Treasury Principal Secretary Chris Kiptoo told Parliament that local lawyers have not received payment for the legal services they rendered in February 2024. Kenya in February tapped the international bond market to $1.5 billion bond, which will mature in 2031, and was oversubscribed four times.

“We had the services of legal experts during the Eurobond buyback. We got joint lead managers for the transactions,” Dr Kiptoo said.

“We had six firms that returned requests for proposals and we got two from Citi Bank and Stanbic Bank.”Dr Kiptoo told the National Assembly’s Finance and National Planning Committee chaired by Molo MP Kuria Kimani that the two lead managers needed lawyers to help with the Eurobond transactions.

He said the ministry wrote to Attorney General (AG)Justin Muturi to assist with the lawyers.

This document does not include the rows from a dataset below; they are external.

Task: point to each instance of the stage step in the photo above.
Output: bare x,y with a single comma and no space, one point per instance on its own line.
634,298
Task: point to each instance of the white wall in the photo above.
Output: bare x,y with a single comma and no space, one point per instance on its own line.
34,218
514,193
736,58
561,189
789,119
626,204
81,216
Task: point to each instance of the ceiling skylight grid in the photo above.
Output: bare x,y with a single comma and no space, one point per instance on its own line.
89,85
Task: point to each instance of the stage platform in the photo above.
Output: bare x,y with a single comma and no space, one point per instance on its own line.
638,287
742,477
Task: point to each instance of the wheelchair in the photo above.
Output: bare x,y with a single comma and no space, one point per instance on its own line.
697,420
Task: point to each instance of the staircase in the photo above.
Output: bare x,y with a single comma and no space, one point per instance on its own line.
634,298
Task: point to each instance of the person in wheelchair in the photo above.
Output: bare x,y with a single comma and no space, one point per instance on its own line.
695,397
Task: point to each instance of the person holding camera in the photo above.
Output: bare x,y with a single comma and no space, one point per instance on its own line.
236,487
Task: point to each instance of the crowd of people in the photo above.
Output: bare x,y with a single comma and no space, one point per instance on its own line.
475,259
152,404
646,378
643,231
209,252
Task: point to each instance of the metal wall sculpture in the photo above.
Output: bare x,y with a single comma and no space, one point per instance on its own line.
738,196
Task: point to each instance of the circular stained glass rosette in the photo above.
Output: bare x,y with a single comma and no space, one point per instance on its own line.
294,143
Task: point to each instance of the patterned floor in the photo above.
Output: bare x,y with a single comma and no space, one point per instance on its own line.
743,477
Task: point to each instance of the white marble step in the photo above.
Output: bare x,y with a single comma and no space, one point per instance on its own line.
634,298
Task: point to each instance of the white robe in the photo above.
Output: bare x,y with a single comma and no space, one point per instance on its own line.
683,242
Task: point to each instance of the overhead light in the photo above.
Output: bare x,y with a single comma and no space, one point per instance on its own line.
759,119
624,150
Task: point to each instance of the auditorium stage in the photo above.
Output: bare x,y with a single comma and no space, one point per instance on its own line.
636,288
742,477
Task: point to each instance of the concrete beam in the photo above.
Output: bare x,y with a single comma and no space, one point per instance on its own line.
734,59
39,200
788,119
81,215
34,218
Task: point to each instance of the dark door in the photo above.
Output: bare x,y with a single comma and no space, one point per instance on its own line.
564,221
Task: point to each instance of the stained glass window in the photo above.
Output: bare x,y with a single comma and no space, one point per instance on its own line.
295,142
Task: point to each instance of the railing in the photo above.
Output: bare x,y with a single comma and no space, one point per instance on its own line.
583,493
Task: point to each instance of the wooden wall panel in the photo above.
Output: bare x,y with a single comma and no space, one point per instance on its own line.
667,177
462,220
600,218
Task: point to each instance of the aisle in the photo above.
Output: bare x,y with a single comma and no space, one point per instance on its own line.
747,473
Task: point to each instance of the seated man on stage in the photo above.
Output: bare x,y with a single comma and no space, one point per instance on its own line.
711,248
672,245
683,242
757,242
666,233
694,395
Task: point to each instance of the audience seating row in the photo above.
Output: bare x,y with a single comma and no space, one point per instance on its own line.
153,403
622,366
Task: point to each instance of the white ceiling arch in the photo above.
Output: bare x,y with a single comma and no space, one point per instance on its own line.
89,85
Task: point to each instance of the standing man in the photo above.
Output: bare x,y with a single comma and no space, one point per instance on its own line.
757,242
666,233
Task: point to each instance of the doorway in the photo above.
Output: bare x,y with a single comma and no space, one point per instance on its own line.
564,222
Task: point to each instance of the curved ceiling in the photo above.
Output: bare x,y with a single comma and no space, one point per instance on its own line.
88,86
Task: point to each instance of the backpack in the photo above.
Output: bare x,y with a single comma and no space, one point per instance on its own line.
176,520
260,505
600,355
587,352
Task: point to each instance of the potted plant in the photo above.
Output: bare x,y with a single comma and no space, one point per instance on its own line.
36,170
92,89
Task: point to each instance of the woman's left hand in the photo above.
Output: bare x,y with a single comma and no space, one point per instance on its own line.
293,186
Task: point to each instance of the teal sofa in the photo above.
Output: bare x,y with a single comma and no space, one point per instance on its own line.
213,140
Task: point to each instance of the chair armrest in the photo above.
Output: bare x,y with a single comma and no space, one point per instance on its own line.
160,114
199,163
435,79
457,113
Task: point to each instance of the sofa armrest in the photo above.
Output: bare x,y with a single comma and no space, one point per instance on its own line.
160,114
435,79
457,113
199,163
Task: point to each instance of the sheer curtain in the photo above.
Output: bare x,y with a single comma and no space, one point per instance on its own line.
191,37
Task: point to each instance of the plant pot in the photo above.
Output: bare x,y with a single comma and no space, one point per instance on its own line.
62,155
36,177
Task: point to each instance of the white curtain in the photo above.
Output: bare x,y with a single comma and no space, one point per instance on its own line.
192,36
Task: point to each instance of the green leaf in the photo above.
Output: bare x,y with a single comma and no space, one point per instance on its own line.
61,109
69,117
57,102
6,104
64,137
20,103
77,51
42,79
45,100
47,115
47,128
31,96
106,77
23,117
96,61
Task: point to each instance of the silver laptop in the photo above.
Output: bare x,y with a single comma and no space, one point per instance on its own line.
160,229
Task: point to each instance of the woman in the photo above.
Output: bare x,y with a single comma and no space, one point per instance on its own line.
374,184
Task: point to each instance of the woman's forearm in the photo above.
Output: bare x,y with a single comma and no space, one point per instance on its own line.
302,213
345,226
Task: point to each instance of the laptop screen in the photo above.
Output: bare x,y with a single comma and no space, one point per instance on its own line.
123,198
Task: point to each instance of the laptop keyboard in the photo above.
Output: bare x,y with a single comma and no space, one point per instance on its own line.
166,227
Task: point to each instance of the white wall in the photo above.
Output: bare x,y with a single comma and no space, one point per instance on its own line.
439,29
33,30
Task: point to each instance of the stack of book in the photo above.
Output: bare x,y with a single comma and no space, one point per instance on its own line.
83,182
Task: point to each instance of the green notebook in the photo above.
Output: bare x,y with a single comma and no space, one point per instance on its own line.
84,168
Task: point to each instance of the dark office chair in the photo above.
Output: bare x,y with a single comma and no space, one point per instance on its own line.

“The AG would help us to procure external legal experts. We need Sh90 million to pay them,” he said.

“They did a very good job. I feel bad they have not been paid by now. We had Sh30 million and we need to make it Sh90 million to clear the legal fee.”

Kitui Rural MP David Mboni demanded to know why the Treasury was seeking Sh90 million to pay lawyers: “Why pay Sh90 million to lawyers for negotiating the Eurobond? Don’t you have a legal team? Don’t you have advisors and legal experts at the Treasury?”

Kenya on February 12, moved to avert a default of the $2 billion Eurobond maturing in June after it settled on a higher rate on its return to the global debt market to finance an early buyback.

The country raised $1.5 billion through a more expensive Eurobond issued to global investors to help partially settle the $2 billion Eurobond that was issued in 2014 and which had a June 24, 2024 maturity date.

President William Ruto announced the country had paid $1.5 billion from the proceeds of the Eurobond that was priced at 10.37 percent.

Dr Kiptoo appeared before the committee to defend the budget for the State Department for the National Treasury for the financial year 2024/24, President Ruto’s administration borrowed Sh223.5 billion in the four months to January out of which Sh30 billion went to preparations towards the refinancing or repurchase of the Eurobond.

The Treasury data tabled in Parliament shows that Kenya contracted 11 new loans from multilateral and commercial creditors between September 1, 2023 and January 31, 2024.

The details of the new borrowings show that 10 of the loans are from multilateral lenders, and one from a commercial lender. The report shows that Kenya took a syndicated term loan facility worth Sh30.63 billion ($210 million) on December 28, 2023, from the Eastern and Southern African Trade and Development Bank that will be repaid in US dollars.“

The purpose of the loan is to fund the development projects, refinancing or repurchase of Eurobonds issued by the borrower, and payment of any fees, costs, and expenses in connection with the finance documents,” Prof Njuguna Ndung’u, the Treasury Cabinet Secretary, said in disclosures to Parliament.

“Tranche 1 loans and the Tranche 1 incremental facility loans will be repaid in four equal semi-annual installments of $2,500,000 on each applicable repayment date, Tranche 2 loans and the Tranche 2 incremental facility loans will be repaid in eight equal semi-annual instalments of $12,500,000 on each applicable repayment date, and Tranche 3 loans and the Tranche 3 incremental facility loans will be repaid in 12 equal semi-annual instalments of $8,333,333 on each applicable repayment date.”